Hi Akihiko,
Thanks for the review.
On Wed, Aug 06, 2025 at 02:24:37PM +0900, Akihiko Odaki wrote:
> On 2025/08/06 3:25, Arun Menon wrote:
> > We consider,
> > - the saving of the device state (save or subsection save) and
> > - running the cleanup after (post_save)
> > as an atomic operation. And that is why, post_save() is called regardless
> > of whether there is a preceeding error. This means that, it is possible
> > that we have 2 distict errors, one from the preceeding function and the
> > other from the post_save() function.
> >
> > This commit changes the error handling behavior when two errors occur during
> > a save operation.
> >
> > 1) Preceding errors were propagated before, but they are now dismissed, if there
> > is a new post_save() error.
> > - A failure during the main save operation, means the system failed to
> > reach a new desired state. A failure during the post-save cleanup,
> > however, is a more critical issue as it can leave the system in an
> > inconsistent or corrupted state. At present, all post_save() calls
> > succeed. However, the introduction of error handling variants of these
> > functions (post_save_errp) in the following commit, imply that we need
> > to handle and propagate these errors. Therefore, we prioritize reporting
> > the more severe error.
>
> This explains why the post_save() error is propagated instead of propagating
> the preceding error. But the preceding errors still do not have to be
> dismissed if we report them with error_report_err() instead.

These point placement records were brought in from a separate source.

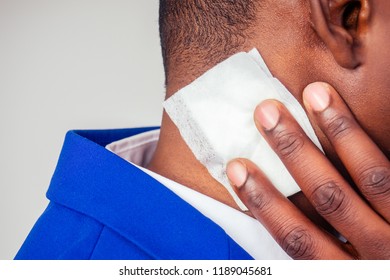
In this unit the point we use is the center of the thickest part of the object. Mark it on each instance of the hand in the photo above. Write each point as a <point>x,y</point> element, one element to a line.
<point>362,216</point>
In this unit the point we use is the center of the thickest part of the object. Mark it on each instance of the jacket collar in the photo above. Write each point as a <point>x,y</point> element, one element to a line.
<point>93,181</point>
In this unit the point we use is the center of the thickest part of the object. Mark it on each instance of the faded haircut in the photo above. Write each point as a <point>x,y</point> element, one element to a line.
<point>203,31</point>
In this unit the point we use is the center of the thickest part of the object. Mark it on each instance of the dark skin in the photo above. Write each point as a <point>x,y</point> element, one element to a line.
<point>318,40</point>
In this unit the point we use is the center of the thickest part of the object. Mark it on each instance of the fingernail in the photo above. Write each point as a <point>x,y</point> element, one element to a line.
<point>317,96</point>
<point>237,173</point>
<point>267,114</point>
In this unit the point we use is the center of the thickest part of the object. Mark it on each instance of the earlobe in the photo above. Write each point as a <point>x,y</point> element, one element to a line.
<point>338,24</point>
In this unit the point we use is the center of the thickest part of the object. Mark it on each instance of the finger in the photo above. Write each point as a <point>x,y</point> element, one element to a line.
<point>322,184</point>
<point>367,165</point>
<point>292,230</point>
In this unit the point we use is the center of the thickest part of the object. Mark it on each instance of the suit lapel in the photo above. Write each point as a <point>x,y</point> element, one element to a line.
<point>92,180</point>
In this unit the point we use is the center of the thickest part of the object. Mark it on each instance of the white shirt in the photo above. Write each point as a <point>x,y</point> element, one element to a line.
<point>244,230</point>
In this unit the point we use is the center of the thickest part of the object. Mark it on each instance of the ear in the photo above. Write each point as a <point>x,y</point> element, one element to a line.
<point>341,25</point>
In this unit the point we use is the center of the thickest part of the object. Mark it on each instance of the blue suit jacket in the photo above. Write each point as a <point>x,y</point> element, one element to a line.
<point>102,207</point>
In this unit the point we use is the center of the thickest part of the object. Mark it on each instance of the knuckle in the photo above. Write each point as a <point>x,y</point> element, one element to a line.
<point>375,182</point>
<point>339,126</point>
<point>329,199</point>
<point>289,144</point>
<point>298,243</point>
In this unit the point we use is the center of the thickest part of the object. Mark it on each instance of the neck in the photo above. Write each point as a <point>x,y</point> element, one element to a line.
<point>173,159</point>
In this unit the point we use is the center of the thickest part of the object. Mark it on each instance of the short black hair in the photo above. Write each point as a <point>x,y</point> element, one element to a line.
<point>204,30</point>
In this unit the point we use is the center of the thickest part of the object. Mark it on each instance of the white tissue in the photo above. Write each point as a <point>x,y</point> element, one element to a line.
<point>214,115</point>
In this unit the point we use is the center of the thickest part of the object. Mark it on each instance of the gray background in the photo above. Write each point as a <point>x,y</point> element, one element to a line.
<point>65,65</point>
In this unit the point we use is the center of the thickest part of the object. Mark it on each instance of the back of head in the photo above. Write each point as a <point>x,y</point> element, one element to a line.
<point>201,33</point>
<point>343,43</point>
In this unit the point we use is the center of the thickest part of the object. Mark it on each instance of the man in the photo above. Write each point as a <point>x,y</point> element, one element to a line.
<point>104,207</point>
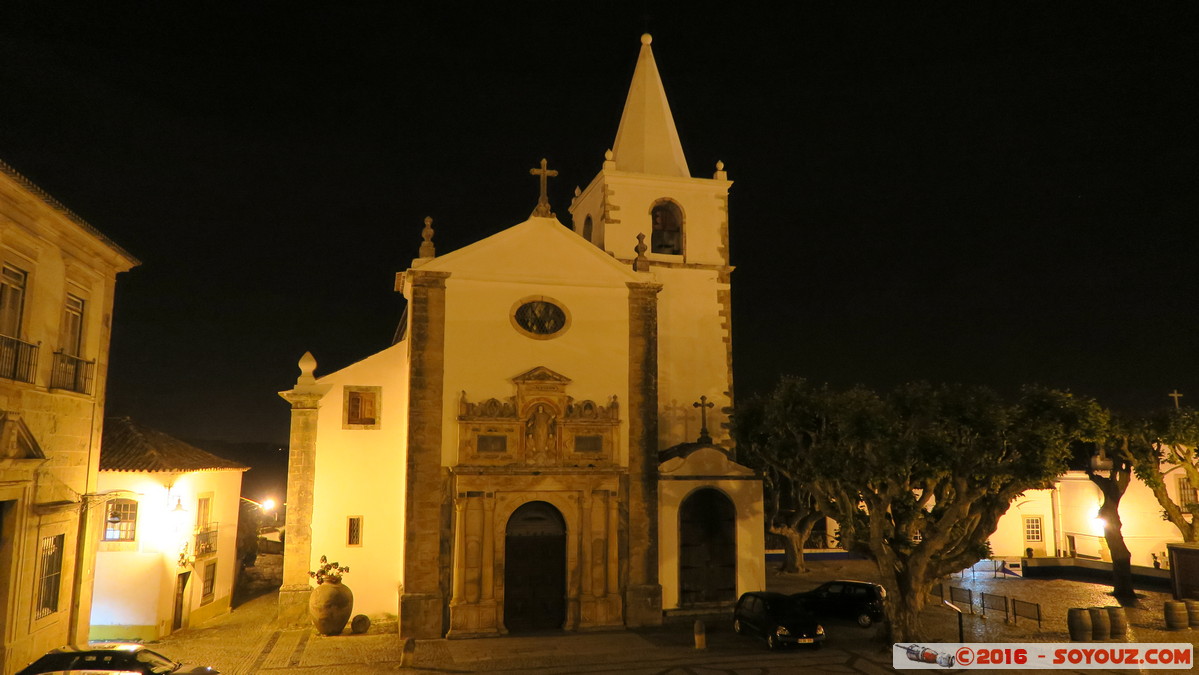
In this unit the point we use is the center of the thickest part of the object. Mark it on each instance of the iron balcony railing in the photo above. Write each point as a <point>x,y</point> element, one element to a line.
<point>18,360</point>
<point>206,540</point>
<point>71,373</point>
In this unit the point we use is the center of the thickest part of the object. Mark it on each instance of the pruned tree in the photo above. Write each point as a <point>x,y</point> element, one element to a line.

Yes, both can also be reported.
>
> >
> > 2) post_save() errors were dismissed before, but they are now propagated.
> > - The original design implicitly assumed post-save hooks were infallible
> > cleanup routines.
> > This will not be the case after introducing the post/pre save/load errp
> > variant functions. Dismissing these errors prevents users from
> > identifying the specific operation that failed.
>
> Re-iterating previous comments, if introducing post save errp variant
> functions break the assumption, we just don't have to introduce one. The
> reason to introduce one needs to be explained.
Sure, let's keep the original design and try the approach where we rename
post_save to cleanup_save and return void. This should make things clear.
That way, we can avoid introducing post_save_errp() and also we can discard
patches [PATCH v9 23/27] Refactor vmstate_save_state_v() function and this
one [PATCH v9 24/27] Propagate last encountered error in vmstate_save_state_v()
function.
I will post a new version with that patch.
>
> > The entire save-and-cleanup process is treated as a single
> > logical operation, and all potential failures are communicated.
> >
> > Signed-off-by: Arun Menon <armenon@redhat.com>
> > ---
> > migration/vmstate.c | 14 ++++++++++++--
> > 1 file changed, 12 insertions(+), 2 deletions(-)
> >
> > diff --git a/migration/vmstate.c b/migration/vmstate.c
> > index fbc59caadbbcc75fe6de27b459aa9aa25e76aa0a..ef78a1e62ad92e9608de72d125da80ea496c8dd1 100644
> > --- a/migration/vmstate.c
> > +++ b/migration/vmstate.c
> > @@ -554,6 +554,12 @@ static int vmstate_save_dispatch(QEMUFile *f,
> > error_setg(errp, "Save of field %s/%s failed",
> > vmsd->name, field->name);
> > ps_ret = post_save_dispatch(vmsd, opaque, &local_err);
> > + if (ps_ret) {
> > + ret = ps_ret;
> > + error_free_or_abort(errp);
> > + error_setg(errp, "post-save for %s failed, ret: %d",
> > + vmsd->name, ret);
> > + }
> > return ret;
> > }
> > @@ -603,10 +609,14 @@ int vmstate_save_state_v(QEMUFile *f, const VMStateDescription *vmsd,
> > }
> > ret = vmstate_subsection_save(f, vmsd, opaque, vmdesc, errp);
> > +
> > ps_ret = post_save_dispatch(vmsd, opaque, &local_err);
> > - if (!ret && ps_ret) {
> > + if (ps_ret) {
> > + if (ret) {
> > + error_free_or_abort(errp);
> > + }
> > ret = ps_ret;
> > - error_setg(errp, "post-save failed: %s", vmsd->name);
> > + error_propagate(errp, local_err);
> > }
> > return ret;
> >
>
Regards,
Arun